Economia tem de ajudar a política, diz Barbosa

08 ABR 2016 - 08h00

O ministro da Fazenda, Nelson Barbosa, ressaltou a necessidade de a economia, mais do que nunca, ajudar a política para fechar seu discurso durante evento ontem, em São Paulo, promovido pelo Itaú. "Espero que a solução atual do impasse político respeite a democracia e o processo legal", destacou ele.

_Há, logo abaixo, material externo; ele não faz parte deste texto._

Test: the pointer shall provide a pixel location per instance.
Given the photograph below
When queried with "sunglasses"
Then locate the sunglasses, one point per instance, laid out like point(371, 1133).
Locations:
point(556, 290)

Barbosa voltou a falar da necessidade de construir propostas econômicas para superar os atuais desafios que o País enfrenta. No início de seu discurso, o ministro ressaltou os desafios de equilíbrio fiscal do governo, mas afirmou que a maior dificuldade é construir consenso em torno das políticas para que o Brasil consiga superar os problemas atuais. Segundo ele, no campo político, há discursos polarizados, "beirando o religioso e messiânico".

Segundo Barbosa, o governo brasileiro pode ter nova frustração de receitas neste ano em meio ao atual quadro da economia que, segundo expectativas, deve ter um segundo ano de retração da atividade. É justamente essa frustração de receitas, diz ele, que torna necessária a revisão da meta de resultado primário. "Frustração de receita e rigidez de despesa tornam necessário mudar a programação fiscal. Alterar programação fiscal é consequência, não causa do resultado fiscal. Só meta de resultado primário não é suficiente. É preciso meta para os gastos", disse Barbosa.

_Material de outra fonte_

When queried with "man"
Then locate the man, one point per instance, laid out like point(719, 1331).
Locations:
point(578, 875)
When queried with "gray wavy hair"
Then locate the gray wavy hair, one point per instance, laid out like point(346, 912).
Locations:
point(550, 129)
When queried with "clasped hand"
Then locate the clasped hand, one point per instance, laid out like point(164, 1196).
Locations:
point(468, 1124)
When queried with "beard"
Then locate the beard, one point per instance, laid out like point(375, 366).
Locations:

O ministro afirmou que os gastos discricionários do governo devem continuar caindo este ano, mas em ritmo menor do que em 2015. Segundo ele, neste ano, essas despesas devem voltar ao patamar de 2010, mas que um corte maior, diante do momento de retração da atividade, pode causar um maior reflexo na economia brasileira.

"Fizemos reformas em gastos obrigatórios que trarão economia de R$ 10 bilhões a R$ 12 bilhões. Custeio da máquina é 3% do gasto primário e ficou quase estável no ano passado. Reduzimos despesas discricionárias de 4,5% do PIB para 3,9% do PIB em um ano", ressaltou Barbosa.

Ele afirmou ainda que no ano passado o governo não cumpriu a meta de superávit primário, pois houve queda de arrecadação maior que o esperado. Acrescentou também que somente controlar despesa discricionária não é suficiente.